The kids have been jumping a dozen times around an outdoor track twice a week since September to simulate the 2.8-mile parade route. With their ropes hitting the pavement nearly every second, that's a lot of revolutions and an exhaustive workout.
"The big price they pay to do their sport is conditioning," said McCleary, an adaptive physical education teacher who has taught children with special needs in Howard County schools for 41 years.
McCleary, a 2009 inductee into the Howard County Community Sports Hall of Fame, is in his 31st year as head coach of the Kangaroo Kids. He will serve again as the team chaperone to New York, having accompanied a JUMP group to the Macy's parade four years ago.
During the 2009 trip, students gave an impromptu freestyle performance for passersby on the streets of Times Square near their hotel, said McCleary, 64. He expects this year to be no different.
"They just love to jump and can't get enough of it," he said.
To stay in shape and in sync the team practices every Tuesday and Thursday, said Laura Ciarrocchi, an adult coach. Her 12-year-old daughter, Maria, a student at Bonnie Branch Middle School, is on the team.
"Many of these kids are junior coaches, too," she said, explaining that they work with younger team members. The nonprofit organization founded in 1978 offers seven classes by age and skill level for ages 6 and up, and holds regular practices at the Meadowbrook Athletic Complex in Ellicott City.
Kangaroo Kids "consumes everything," summed up Ryan McGuire, a 16-year-old junior at Centennial High who's been jumping for 10 years.
But he's not complaining about the rigorous schedule.
"I am thrilled to be going to New York," McGuire said. "The second I got the email [about earning a spot on the team] I told my parents." They and his two younger sisters will join him on a train to New York on Monday to extend McGuire's Thursday performance into a family sightseeing vacation.
Cecelia Hartley, a 17-year-old senior at Hammond High, is in her 12th year with the Kangaroo Kids.
"I love how we all stay together as a team," she said. "We're all very close and it's a good way to stay in shape and have fun."
Hartley also thanked JUMP coordinator Pam Evans, who organized the national group from Medina, Ohio, where she is head coach for the Heartbeats Jump Rope Team.

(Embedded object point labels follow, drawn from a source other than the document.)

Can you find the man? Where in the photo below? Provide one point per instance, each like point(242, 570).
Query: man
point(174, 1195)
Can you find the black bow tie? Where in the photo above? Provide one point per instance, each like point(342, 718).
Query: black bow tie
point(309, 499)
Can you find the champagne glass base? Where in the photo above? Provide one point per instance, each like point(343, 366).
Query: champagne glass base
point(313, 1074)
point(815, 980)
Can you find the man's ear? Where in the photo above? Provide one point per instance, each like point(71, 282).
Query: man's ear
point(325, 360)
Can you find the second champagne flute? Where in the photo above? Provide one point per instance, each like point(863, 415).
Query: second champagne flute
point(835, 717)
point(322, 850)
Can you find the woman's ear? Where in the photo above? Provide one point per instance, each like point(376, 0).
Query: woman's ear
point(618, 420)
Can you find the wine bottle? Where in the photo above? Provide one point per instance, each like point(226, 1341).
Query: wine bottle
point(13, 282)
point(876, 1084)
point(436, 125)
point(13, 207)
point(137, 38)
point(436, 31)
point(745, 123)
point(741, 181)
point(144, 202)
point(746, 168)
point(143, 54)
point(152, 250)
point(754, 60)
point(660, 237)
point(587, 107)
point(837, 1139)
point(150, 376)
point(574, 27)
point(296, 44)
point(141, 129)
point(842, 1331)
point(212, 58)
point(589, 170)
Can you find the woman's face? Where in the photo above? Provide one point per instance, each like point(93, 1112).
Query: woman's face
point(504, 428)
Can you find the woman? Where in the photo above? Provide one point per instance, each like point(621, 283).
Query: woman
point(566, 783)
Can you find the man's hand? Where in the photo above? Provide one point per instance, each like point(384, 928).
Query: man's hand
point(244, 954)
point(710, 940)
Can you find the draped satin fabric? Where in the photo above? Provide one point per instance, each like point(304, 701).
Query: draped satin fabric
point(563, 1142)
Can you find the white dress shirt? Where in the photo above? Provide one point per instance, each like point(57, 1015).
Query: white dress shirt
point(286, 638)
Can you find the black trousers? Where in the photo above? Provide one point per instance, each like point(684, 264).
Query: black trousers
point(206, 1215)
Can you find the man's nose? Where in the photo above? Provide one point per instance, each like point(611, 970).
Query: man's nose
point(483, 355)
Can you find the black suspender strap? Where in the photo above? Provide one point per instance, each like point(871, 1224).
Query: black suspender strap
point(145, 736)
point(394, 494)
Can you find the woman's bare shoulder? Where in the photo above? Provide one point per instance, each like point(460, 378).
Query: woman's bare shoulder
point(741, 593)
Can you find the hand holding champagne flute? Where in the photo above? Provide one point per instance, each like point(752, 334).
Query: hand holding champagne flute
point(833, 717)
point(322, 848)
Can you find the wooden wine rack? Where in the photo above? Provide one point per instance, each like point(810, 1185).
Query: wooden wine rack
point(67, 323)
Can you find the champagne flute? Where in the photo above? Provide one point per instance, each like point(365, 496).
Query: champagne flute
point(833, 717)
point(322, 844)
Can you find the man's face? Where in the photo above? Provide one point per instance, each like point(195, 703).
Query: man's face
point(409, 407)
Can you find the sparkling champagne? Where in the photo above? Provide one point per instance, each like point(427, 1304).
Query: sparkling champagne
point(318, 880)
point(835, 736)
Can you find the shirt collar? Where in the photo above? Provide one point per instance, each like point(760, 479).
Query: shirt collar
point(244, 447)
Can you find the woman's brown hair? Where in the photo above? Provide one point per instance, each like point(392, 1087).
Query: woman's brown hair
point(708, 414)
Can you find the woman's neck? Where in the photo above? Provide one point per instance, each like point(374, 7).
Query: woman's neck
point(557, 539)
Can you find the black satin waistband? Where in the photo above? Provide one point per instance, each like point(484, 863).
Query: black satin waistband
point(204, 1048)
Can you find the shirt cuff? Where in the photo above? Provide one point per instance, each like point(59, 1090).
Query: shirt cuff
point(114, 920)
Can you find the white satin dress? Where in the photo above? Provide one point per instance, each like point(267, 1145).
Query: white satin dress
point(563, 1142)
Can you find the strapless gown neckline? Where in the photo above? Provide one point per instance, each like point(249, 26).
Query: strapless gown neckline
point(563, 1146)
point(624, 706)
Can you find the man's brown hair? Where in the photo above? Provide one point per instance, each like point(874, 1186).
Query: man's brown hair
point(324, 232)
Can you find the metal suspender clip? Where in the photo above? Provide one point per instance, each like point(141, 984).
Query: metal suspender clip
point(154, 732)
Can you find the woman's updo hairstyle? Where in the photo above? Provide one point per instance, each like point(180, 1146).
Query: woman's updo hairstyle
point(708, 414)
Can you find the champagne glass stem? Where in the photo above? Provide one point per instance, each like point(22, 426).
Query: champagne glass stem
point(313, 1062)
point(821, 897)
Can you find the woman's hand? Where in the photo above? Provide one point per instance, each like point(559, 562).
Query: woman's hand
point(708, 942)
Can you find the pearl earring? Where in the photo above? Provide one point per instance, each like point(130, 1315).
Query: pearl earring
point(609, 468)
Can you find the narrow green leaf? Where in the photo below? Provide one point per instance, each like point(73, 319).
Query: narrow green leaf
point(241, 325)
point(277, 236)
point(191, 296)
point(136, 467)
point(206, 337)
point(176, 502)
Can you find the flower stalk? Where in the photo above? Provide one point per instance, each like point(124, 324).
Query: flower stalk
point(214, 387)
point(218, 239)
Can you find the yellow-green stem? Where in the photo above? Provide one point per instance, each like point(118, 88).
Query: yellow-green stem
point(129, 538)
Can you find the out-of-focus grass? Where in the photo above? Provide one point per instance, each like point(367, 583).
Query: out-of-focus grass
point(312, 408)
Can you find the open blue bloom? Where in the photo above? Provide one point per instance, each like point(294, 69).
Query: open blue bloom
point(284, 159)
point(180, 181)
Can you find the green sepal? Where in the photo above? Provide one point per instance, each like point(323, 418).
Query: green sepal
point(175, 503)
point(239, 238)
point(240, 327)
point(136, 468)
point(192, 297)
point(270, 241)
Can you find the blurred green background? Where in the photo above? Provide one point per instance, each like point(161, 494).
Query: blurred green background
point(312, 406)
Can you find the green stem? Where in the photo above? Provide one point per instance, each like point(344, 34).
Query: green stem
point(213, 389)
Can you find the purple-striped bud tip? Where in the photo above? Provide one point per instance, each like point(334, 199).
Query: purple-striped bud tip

"We're all so grateful for everything she's done," she said. "This has taken a lot of work on her part."
Evans, who has coached jump rope for 16 years, first assembled a national team for the Macy's Parade in 2009 and has applied every year since in hopes of repeating what she calls "an amazing experience."
"My goal is to continue to apply for the parade," she said in an email. "If I can do the parade every 3 to 5 years… many jumpers [will] have the opportunity to participate."
McCleary is looking forward to taking the trip, and couldn't be more proud of all of the Kangaroo Kids, he said.
"I continue to do this mostly because it's fun," he said. "And they're great kids."
The Kangaroo Kids Precision Jump Rope Team will also perform Dec. 1 at the Festival of Trees, a Kennedy Krieger Institute benefit at the Maryland State Fairgrounds in Timonium, and at Holiday Hop on Dec. 8, a free event at the Gary J. Arthur Community Center, located on Route 97 in Cooksville. For details, go to kangarookids.org.